Standing in Leones' way this season was none other than local rivals Tiburones de La Guaira, the Mets of this situation, if the Mets played in the same stadium as the Yankees. Tiburones were always horrible in my childhood, and they haven't won a title since 1986. (Like I said, the Mets!) Still, though, the coastal team finished third in the regular season, then second in the post-season round robin that sorts out the finalists; Leones finished first, setting up a Gran Final in the capital region. After the two teams split the opening four games of the series, Caracas won Game 5 on Saturday night, thanks to a grand slam from former minor leaguer Gabriel Noriega.

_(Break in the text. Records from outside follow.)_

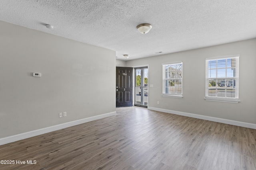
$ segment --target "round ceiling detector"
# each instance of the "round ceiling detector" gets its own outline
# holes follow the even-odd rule
[[[46,28],[49,28],[49,29],[52,29],[53,28],[53,26],[51,25],[49,25],[49,24],[46,25],[45,26],[46,27]]]
[[[126,59],[128,59],[130,57],[130,55],[128,54],[124,54],[123,55],[124,55],[124,57],[125,57]]]
[[[138,30],[142,34],[146,34],[149,32],[152,28],[152,25],[149,23],[141,23],[137,26]]]

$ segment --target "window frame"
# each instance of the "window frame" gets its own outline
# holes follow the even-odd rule
[[[166,69],[165,69],[165,66],[166,65],[177,65],[177,64],[182,64],[182,72],[181,73],[181,78],[165,78],[165,72],[166,72]],[[163,97],[170,97],[170,98],[182,98],[183,97],[183,96],[182,96],[182,94],[183,94],[183,62],[182,61],[177,61],[177,62],[169,62],[168,63],[163,63],[162,64],[162,70],[163,70],[163,74],[162,74],[162,96]],[[165,87],[165,83],[164,83],[164,81],[166,80],[181,80],[181,94],[177,94],[177,93],[176,92],[176,94],[171,94],[170,93],[165,93],[165,91],[164,91],[164,87]]]
[[[206,79],[205,79],[205,98],[204,99],[206,101],[214,101],[214,102],[224,102],[228,103],[238,103],[240,102],[239,100],[239,55],[232,55],[226,56],[218,57],[212,58],[206,58],[205,60],[206,63]],[[235,59],[236,60],[236,76],[235,76],[228,77],[227,76],[227,69],[232,68],[232,67],[227,66],[227,59]],[[225,67],[220,67],[219,69],[224,70],[225,69],[225,76],[218,77],[218,60],[226,59],[226,64]],[[216,76],[215,77],[208,77],[209,76],[209,68],[208,68],[208,62],[210,61],[216,61]],[[213,69],[214,70],[214,69]],[[216,80],[216,90],[217,93],[217,90],[218,90],[218,80],[219,81],[220,81],[221,79],[225,79],[225,97],[218,97],[218,94],[216,93],[216,96],[209,96],[209,89],[210,87],[209,87],[209,80],[210,79],[215,79]],[[235,80],[235,98],[228,98],[227,97],[226,92],[227,89],[228,88],[227,88],[226,85],[226,80],[227,79],[233,79],[233,82]],[[233,82],[233,83],[234,83]],[[224,89],[224,88],[223,88]],[[230,88],[231,89],[231,88]]]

That set up Monday night's Game 6, with Caracas hosting La Guaira with a chance to clinch the title as the nominal home team. It wouldn't be too easy, though, as Tiburones did not go away quietly, twice taking the lead before Caracas tied it at 6-6 in the bottom of the seventh. The next two innings passed without a run, so into extra innings they went, where the 10th was similarly scoreless.

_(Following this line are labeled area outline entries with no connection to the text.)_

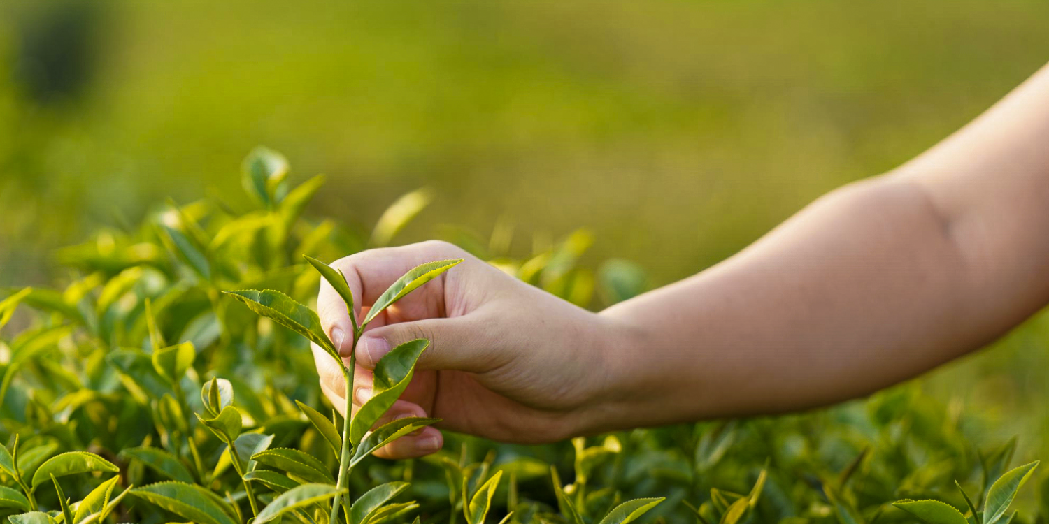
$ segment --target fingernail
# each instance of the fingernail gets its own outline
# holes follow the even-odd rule
[[[346,340],[346,333],[342,328],[331,328],[331,344],[335,344],[335,349],[342,354],[342,341]]]
[[[432,453],[441,449],[441,438],[434,435],[415,440],[415,449],[421,452]]]
[[[390,352],[390,343],[386,342],[386,339],[365,337],[361,342],[364,344],[364,352],[368,355],[372,366],[379,364],[379,359]]]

In the bottom of the 11th, Colorado Rockies minor leaguer (and former Detroit Tigers infielder) Harold Castro took a 2-0 pitch and blasted it straight down the right field line. Even Castro didn't know if the ball was going out, standing at home plate while it slowly but surely crept its way just over the wall and just inside the foul pole to give Leones the win, the title, and the first walk-off title-winning home run in Venezuelan baseball history:

If Castro's celebration seems over-the-top, well, it's not; he just won the damn title for a team starved for championships. There's context here, though, and it involves Ronald Acuña Jr. The Atlanta Braves superstar played for Tiburones in the Gran Final, and he celebrated a deep home run in Game 2 with aplomb:

Caracas fans were already pissed at Acuña, thanks to his decision—made in conjunction with the Braves, something Acuña complained about earlier this month—to not play for Venezuela in the World Baseball Classic this coming spring. Though he played last season for Atlanta, there's still a lingering worry about the leg injury he suffered in 2021, so skipping the WBC seems like a reasonable choice. The combination of that decision and his celebration, though, sparked an altercation between his family and Caracas fans in the stands:

Acuña eventually pulled out of Game 2 and the series, before announcing his retirement from Venezuelan winter league baseball. Acuña also got into with former Marlins shortstop Alex Gonzalez, who had said the Braves star could not handle the pressure of playing in Venezuela. Acuña went in on him, saying that "when people talk about the best shortstops from Venezuela, nobody mentions you, your numbers don't impress, and now you use my name to be relevant." Jesus, man, don't murder him!

After that incident, the celebrations between the two teams in the Gran Final became more and more outlandish and confrontational. With his series-clinching home run, Castro topped them all, not because of the antics but because of the moment; him launching his helmet at the mound—Tiburones pitcher Johan Belisario was already off the field—and stomping his way to third base was a perfect exclamation point on a contentious series between these two teams.

The drama between them, and especially between the fans and the players, won't end here: With the win, Leones qualified to represent Venezuela in the Serie del Caribe, held every year between the champions of Venezuela, Dominican Republic, Puerto Rico, Mexico, Panama, Colombia, Curaçao, and Cuba. This year's Serie is being held in Venezuela, at both the new Caracas stadium and the Estadio Fórum in La Guaira, where Tiburones have played when not sharing the Estadio Universitario in the capital. You can bet that La Guaira fans at any Venezuela games held in the Fórum will have some words for Castro and the rest of the Leones. The question is whether anyone on Caracas will care after lifting the coveted 21st trophy in such cinematic fashion.